3 Essential Things for Vision-Casting
If you care for the people you’re talking to beyond just giving them a pleasurable moment, then you have a greater responsibility. You need to care for them with the kind of love that a father should care for the recipient of his seed.
Otherwise you’re just another deadbeat dad. (And I know this from experience.)
Here are three essential things that any vision-casting needs for it to be responsible:
- Your service: it is your responsibility to clearly communicate the unique way in which you can serve the people you’re talking to. It needs to be credible as well, you need a proven track record. This isn’t that hard to do. But you may be disappointed to realize that the way you want to serve is different than the way that you are able to serve. Err on the side of caution here, or you risk hurting others.
- A clear and simple milestone: if you want to build a house, you need to show others that you can get the plans done. You need to show them you can build the foundation. You need to show them that you can build the frame. Find the first milestone that reflects your vision, and sell people on that. But also make sure this milestone is still challenging and essential for your involvement (and that of the team).

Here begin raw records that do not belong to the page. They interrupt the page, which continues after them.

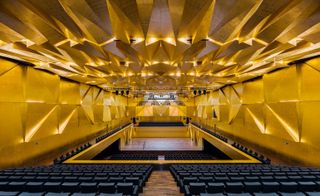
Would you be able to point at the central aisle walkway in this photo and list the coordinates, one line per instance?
(161, 144)
(161, 183)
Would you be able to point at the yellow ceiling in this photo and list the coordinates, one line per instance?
(159, 44)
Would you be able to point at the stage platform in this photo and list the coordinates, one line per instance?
(160, 144)
(88, 155)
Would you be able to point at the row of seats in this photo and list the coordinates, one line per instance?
(160, 124)
(221, 137)
(98, 139)
(255, 179)
(121, 178)
(70, 154)
(167, 155)
(256, 155)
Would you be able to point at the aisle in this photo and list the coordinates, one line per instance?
(161, 183)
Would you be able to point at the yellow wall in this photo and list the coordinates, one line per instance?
(279, 111)
(42, 113)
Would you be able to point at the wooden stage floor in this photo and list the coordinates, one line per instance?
(161, 144)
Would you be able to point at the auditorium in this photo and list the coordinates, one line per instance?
(159, 97)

- The next step: and no, you don’t want the excitement to fizzle out. Help others by sharing the next step that you will do, and that you would have them do, to keep the party going.
We tend to cash in on long-term vision before the work even begins. When we do this, the small victories don’t get celebrated. In fact they’re seen more like disappointments. And that’s tragic. We don’t celebrate enough because we don’t value the small steps and the people who reached them. Those maintainers who are indispensable to the process.
Vision-Casting for Dummies
So when do we cast vision? There are certain people in your life that are meant to be with you for as long as, or longer than, your awesome idea. They may even carry it on after you’re gone from this Earth.
These are wives, husbands, and children. Family. Cast vision to these people. Do it often. Keep the party going.
We’re Not Idiots
If you have a product or service to offer, if you want to see a change in the world, or if you have art to share – do it in service to others. Clarify it, enhance their benefit, make it easy for them to understand it and engage with it.
Be cautious about casting long-term vision. Instead, prove you can do the short-term goals. Show people the change you want to see in the world, one change at a time, and they will reach the idea on their own. ‘Cause people aren’t idiots.